Effects of low dose TG on human CRC migration
Next, the effect of TG on CRC cell migration was investigated. Treatment with 0.01 µM TG for 24 h increased cell migration in HT29 (52.33±3.06 vs. 23.33±3.05; P=0.0003) and HCT116 (44.67±4.73 vs. 22.33±3.21; P=0.0025) cells, but not in SW1116 (24.33±2.08 vs. 20.67±2.10; P=0.097) or SW620 (31.00±3.00 vs. 28.67±3.51; P=0.43; Fig. 2) cells.
TG-induced cell migration is associated with increased expression levels of MALAT1
Following TG treatment, MALAT1 expression levels were significantly increased in HT29 (4.11±0.22 vs. 1±0.23; P<0.0001) and HCT116 (6.79±0.07 vs. 1±0.05; P<0.0001) cells, but not in SW1116 (0.89±0.24 vs. 1±0.03; P=0.99) or SW620 (0.23±0.02 vs. 1±0.38; P=0.002; Fig. 3) cells.

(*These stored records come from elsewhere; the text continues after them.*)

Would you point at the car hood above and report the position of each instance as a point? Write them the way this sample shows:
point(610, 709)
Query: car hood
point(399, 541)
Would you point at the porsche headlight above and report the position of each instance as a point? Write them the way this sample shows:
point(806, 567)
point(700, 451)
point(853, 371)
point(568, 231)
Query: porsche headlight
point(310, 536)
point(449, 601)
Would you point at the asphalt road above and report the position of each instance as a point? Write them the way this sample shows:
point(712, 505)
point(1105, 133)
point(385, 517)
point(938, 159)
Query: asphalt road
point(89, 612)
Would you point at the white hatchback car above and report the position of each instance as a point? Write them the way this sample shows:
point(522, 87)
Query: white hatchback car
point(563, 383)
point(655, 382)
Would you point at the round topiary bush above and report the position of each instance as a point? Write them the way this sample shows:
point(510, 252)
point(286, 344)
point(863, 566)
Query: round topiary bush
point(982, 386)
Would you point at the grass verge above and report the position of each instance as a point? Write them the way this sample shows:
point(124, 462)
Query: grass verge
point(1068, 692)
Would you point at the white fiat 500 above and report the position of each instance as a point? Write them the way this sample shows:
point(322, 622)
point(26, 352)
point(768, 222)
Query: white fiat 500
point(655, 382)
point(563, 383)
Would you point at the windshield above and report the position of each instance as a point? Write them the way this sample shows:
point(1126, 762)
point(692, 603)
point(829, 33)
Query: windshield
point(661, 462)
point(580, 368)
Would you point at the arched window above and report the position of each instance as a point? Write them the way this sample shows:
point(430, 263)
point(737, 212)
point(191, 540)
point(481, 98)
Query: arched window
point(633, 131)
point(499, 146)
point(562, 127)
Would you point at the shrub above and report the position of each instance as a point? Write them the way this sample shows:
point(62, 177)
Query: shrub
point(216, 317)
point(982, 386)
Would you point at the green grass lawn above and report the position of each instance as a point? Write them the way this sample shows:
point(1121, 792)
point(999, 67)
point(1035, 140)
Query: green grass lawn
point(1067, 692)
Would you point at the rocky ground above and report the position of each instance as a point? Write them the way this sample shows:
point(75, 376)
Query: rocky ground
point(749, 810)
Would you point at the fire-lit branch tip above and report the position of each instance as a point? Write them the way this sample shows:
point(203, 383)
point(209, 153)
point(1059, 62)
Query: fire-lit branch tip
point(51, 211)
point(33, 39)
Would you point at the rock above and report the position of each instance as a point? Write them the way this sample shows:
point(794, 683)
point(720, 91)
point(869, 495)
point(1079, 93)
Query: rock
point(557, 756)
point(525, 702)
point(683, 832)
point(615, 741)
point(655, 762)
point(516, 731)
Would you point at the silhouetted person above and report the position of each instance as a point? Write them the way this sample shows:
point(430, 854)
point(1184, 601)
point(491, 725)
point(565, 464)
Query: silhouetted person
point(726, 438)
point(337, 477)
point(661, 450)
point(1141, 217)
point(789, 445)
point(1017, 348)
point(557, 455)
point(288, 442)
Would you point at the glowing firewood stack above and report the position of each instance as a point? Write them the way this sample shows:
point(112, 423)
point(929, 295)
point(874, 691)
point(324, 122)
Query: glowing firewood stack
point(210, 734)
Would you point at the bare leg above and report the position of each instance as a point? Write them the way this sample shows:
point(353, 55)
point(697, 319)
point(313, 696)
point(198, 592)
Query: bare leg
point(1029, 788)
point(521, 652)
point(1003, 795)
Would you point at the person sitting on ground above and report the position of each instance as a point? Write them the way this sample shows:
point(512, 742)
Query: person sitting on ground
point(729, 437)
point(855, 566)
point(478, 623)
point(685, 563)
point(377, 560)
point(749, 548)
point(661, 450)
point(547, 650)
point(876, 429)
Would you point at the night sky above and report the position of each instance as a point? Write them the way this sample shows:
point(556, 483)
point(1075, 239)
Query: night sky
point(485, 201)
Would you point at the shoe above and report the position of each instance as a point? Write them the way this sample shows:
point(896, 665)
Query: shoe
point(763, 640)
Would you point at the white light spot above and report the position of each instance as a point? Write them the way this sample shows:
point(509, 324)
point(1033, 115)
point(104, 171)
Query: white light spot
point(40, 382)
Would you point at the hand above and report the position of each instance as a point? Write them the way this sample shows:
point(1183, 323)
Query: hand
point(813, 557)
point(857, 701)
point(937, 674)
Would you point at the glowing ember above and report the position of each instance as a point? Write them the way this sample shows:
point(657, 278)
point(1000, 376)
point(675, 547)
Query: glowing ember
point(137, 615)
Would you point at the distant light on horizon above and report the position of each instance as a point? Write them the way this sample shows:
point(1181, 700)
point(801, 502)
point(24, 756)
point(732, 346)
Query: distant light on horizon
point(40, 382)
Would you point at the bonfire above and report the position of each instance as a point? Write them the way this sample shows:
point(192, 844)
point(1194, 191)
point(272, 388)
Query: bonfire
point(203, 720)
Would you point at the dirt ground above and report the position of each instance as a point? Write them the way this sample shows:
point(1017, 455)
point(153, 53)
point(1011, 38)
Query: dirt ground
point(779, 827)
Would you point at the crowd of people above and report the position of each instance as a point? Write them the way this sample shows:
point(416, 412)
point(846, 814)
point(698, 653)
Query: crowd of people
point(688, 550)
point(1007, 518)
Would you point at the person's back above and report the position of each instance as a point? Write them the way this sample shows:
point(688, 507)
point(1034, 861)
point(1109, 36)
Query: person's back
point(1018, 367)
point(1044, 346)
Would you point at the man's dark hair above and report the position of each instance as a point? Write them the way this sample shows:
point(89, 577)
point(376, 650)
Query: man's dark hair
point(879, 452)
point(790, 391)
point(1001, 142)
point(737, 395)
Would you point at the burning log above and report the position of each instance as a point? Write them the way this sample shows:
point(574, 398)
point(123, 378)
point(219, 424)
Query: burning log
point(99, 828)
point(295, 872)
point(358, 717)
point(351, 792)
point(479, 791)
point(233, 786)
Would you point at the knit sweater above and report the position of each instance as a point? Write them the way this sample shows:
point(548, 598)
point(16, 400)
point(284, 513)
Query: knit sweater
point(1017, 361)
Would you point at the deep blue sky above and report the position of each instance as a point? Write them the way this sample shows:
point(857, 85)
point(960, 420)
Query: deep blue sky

Knockdown of MALAT1 reverses TG-induced cell migration
MALAT1 gene expression levels were knocked down using siRNA and rescue experiments of migration were subsequently performed to identify the role of MALAT1 in CRC. The expression levels of MALAT1 were significantly decreased by si-MALAT1 in HT29 [0.38±0.004 vs. 1±0.07 (si-control group); P=0.0001] and HCT116 [0.37±0.010 vs. 1±0.03 (si-control group); P<0.0001] cell lines (Fig. 4A and B). si-MALAT1-2 reduced MALAT1 expression levels in HCT116 cells [0.58±0.012 vs. 1±0.031 (si-control group); P<0.0001], but not in HT29 cells [1.17±0.003 vs. 1±0.072 (si-control group); P>0.05; Fig. 4A and B]. Thus, si-MALAT1 was selected as the siRNA to use for subsequent experiments.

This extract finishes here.